2. Interest, dividends, and capital gains earned on the investments into which those cash contributions are placed.

That’s it. There is no pot of gold at the end of the rainbow. There’s not even a rainbow. Every penny that every retiree receives from every DB plan comes from those two sources. Unlike the federal government, cities and states can’t mint currency by fiat. No magical ponies will come pulling carts full of cash to bail out the pension plans. (We do that only for banks.)

The problem is that, with few exceptions, neither source is producing at the level necessary to deliver the promised benefits. In many cases there is a vanishingly small chance they ever will produce enough. And the longer we go without fixing the problem, the smaller the chance becomes.

In each municipality and state, a few hardy souls are jumping up and down and screaming about the coming crisis in their locales. But when politicians do pay attention, the required actions are so painful that they conclude there is very little chance of anything substantive being done. And so they do nothing. The sad fact is that even actions that would fix part of the problem are often pushed away.

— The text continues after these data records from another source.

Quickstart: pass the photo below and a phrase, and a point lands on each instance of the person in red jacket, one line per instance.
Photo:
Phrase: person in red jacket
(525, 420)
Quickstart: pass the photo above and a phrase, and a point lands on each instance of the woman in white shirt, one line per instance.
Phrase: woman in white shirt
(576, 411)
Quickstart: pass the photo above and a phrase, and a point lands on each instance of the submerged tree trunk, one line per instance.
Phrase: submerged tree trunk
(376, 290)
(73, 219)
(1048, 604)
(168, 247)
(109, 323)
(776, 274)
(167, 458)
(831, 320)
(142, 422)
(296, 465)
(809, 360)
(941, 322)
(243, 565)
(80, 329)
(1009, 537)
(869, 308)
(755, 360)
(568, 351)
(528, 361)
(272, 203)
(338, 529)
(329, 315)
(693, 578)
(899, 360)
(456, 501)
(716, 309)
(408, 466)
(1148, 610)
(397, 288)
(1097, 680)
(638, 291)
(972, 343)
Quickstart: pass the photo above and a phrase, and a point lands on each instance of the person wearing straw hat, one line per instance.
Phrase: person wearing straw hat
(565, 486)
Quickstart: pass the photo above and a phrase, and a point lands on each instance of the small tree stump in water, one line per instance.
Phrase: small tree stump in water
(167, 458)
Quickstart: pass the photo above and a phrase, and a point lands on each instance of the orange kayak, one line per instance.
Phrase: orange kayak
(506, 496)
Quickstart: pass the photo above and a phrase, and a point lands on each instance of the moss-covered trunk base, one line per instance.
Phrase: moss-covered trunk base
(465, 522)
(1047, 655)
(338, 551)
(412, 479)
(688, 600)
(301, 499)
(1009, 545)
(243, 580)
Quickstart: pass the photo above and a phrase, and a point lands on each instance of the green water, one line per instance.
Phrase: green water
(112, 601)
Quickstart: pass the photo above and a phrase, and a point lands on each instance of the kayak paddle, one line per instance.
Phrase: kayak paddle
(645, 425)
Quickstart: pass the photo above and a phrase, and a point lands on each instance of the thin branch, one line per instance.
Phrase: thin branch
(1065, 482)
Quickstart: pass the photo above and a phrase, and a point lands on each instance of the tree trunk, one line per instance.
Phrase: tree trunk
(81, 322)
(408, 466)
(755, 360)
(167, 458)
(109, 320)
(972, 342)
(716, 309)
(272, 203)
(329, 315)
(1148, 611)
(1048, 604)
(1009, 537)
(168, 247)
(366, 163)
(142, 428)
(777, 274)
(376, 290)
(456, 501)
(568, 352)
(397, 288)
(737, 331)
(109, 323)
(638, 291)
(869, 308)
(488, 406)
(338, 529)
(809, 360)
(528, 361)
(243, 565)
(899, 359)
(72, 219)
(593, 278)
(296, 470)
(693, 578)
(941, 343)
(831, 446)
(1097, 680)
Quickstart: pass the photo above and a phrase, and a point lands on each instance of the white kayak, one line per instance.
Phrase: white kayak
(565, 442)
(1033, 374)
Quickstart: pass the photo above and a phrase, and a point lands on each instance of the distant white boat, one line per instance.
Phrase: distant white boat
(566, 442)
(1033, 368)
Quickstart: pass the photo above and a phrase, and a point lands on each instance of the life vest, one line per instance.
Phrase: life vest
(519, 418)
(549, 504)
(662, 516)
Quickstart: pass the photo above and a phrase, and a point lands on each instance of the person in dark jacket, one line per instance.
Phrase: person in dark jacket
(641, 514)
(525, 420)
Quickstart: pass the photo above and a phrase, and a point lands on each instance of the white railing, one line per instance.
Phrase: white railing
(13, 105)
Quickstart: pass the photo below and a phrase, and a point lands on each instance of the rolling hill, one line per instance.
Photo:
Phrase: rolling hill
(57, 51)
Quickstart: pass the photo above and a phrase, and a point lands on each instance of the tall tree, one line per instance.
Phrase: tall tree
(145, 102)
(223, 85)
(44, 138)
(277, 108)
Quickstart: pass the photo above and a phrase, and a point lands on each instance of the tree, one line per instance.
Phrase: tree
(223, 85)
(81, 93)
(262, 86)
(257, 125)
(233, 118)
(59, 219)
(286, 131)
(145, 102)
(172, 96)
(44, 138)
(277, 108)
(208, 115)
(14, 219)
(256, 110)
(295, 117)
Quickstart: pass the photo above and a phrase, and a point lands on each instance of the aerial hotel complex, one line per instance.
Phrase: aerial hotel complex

There is a perverse logic to this failure to act, and it has to do with the Merciless Math of Loss.

Squeezing Too Hard

We’ll start with contributions. The amount a city or state agency must donate to its pension plan(s) is a function of the promises made to its workers, typically in union-negotiated contracts.

The unions naturally want as much as possible. The employer wants to contribute as little as possible. Fair negotiations should produce a number acceptable to both sides – but that assumes negotiations are fair. Often, they aren’t.

Here we must recognize a practical distinction between public and private. In theory, a city council is responsible to its voters just as a corporate board is responsible to shareholders. Yet the relationships are quite different.

Corporate board members are generally themselves shareholders, who share in the gains or losses their choices cause the company, and there is actually quite a bit of legal liability attached to being on a corporate board. The more happy and productive the board can keep the workers, the more valuable their shares will be. City council members, while residents in the communities they represent, don’t gain or lose monetarily from the contracts they approve. Their incentive is to garner political support that leads to re-election or advancement to higher office.